This project was submitted as a part of Udacity Machine Learning Engineer Nanodegree program.
Given an image of a dog, the algorithm will generate an estimate of the dog's breed. If supplied an image of a human, the code will identify the resembling dog breed. To run the code, run the following command in terminal.
python dog_app.py --image path_to_img.jpg
I ran the algorithm on the picture of my shiba inu dog. As 'shiba inu' was not included in the 133 labels we trained the inception bottleneck features, the results were bound to be inaccurate. He was estimated a mix of canaan dog, Norweisian buhund, Finnish spitz, and akita. This brings up the first idea of improvement. There are more than 300 dog breeds and our model can recognize only 1/3 of them. By acquiring and building dataset in addition to what we already have, we could curve this kind of error
To see more examples, please visit dog_app.html and go to section 7. Who knew all avengers resemble dachshund?
-
One significant shortcoming this algorithm has is that it cannot distinguish if the input image contains more than two different dog breeds.

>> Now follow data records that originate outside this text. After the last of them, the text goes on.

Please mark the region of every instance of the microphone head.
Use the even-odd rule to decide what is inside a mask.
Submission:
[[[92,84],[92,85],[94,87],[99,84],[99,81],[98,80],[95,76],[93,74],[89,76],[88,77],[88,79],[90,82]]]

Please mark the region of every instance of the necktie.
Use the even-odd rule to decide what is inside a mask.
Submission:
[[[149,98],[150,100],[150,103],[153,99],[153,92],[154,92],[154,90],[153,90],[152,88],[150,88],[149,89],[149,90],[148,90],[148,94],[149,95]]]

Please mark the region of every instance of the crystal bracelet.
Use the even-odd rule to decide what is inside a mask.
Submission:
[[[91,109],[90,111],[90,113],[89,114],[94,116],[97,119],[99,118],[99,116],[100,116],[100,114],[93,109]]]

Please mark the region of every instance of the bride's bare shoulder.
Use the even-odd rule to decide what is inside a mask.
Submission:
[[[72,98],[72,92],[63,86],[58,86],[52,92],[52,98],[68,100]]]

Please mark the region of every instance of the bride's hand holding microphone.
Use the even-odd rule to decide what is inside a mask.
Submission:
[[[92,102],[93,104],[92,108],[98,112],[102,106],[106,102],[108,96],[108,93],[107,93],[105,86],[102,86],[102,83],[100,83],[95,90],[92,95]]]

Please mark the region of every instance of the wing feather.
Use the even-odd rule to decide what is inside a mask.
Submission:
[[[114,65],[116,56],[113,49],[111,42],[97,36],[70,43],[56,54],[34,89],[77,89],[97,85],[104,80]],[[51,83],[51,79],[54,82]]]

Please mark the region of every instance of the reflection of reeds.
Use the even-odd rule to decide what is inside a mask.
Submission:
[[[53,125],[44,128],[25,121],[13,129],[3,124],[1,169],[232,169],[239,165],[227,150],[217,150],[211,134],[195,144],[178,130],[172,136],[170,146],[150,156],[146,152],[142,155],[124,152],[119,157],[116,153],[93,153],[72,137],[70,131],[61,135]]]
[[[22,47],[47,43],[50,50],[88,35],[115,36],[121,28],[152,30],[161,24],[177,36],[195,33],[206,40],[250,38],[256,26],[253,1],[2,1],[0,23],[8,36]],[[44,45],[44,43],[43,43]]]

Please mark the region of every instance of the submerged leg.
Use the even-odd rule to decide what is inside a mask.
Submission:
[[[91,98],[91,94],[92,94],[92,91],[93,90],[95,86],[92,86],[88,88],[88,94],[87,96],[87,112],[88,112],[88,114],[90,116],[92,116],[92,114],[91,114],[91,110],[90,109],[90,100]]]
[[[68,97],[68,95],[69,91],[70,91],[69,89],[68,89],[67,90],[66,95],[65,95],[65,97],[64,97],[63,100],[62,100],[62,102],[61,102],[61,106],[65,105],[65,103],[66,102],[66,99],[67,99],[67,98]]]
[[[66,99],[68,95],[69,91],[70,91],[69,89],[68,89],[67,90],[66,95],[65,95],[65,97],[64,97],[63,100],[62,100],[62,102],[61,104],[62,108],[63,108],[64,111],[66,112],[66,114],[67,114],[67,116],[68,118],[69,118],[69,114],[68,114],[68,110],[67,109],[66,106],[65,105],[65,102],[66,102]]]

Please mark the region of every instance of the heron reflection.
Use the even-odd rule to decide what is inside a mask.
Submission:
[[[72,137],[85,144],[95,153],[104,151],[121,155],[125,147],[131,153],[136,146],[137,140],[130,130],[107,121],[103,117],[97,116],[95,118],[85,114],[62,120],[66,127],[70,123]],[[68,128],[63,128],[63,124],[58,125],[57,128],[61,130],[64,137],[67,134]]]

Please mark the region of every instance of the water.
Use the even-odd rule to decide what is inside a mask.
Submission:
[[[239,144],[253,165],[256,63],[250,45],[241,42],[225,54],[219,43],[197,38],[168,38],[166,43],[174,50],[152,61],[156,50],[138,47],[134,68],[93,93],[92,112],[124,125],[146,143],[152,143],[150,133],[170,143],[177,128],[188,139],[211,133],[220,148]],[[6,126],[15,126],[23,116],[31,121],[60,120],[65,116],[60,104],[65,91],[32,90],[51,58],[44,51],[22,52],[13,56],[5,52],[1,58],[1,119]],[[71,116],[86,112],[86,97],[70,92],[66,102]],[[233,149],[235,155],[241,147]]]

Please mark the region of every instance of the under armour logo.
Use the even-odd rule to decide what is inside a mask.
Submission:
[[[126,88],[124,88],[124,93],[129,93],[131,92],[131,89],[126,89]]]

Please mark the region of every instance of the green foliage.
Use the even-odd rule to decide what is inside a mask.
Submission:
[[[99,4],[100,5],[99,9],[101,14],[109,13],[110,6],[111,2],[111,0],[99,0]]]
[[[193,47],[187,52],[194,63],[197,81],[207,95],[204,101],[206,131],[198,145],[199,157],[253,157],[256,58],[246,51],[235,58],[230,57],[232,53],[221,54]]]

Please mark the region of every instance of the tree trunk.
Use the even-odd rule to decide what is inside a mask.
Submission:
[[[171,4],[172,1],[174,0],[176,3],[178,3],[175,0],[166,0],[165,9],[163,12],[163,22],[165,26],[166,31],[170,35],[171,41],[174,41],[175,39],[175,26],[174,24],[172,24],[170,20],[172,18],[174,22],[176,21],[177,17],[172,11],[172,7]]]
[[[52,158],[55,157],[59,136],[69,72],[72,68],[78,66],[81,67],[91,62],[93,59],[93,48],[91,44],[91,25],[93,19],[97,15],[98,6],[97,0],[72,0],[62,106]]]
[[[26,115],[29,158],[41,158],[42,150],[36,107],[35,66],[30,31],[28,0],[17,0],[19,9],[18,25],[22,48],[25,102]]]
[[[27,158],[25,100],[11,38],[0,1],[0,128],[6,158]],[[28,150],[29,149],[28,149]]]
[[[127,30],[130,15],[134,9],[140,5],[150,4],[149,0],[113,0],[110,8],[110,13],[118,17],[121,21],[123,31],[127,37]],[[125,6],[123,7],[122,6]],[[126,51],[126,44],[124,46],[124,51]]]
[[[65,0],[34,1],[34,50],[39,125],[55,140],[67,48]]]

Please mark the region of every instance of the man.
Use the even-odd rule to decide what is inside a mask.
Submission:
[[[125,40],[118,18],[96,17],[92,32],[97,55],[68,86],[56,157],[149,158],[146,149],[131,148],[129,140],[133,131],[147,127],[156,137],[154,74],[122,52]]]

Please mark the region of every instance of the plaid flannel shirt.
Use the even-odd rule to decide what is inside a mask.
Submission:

I could avoid the similar problem if there are more than one people in the input image by recognizing and cropping faces, then providing individual guesses. In order to implement this with images with multiple dogs, we need a more sophisticated dog face detector, such as this.
-
I found the running the algorithm on my labtop cpu was pretty slow. Google recently realsed the mobilenet faster and light object detection API. I will retrain our dog images with mobilenet if it could improve the runtime and accuracy.
The conda environment file can be found at environment.yml.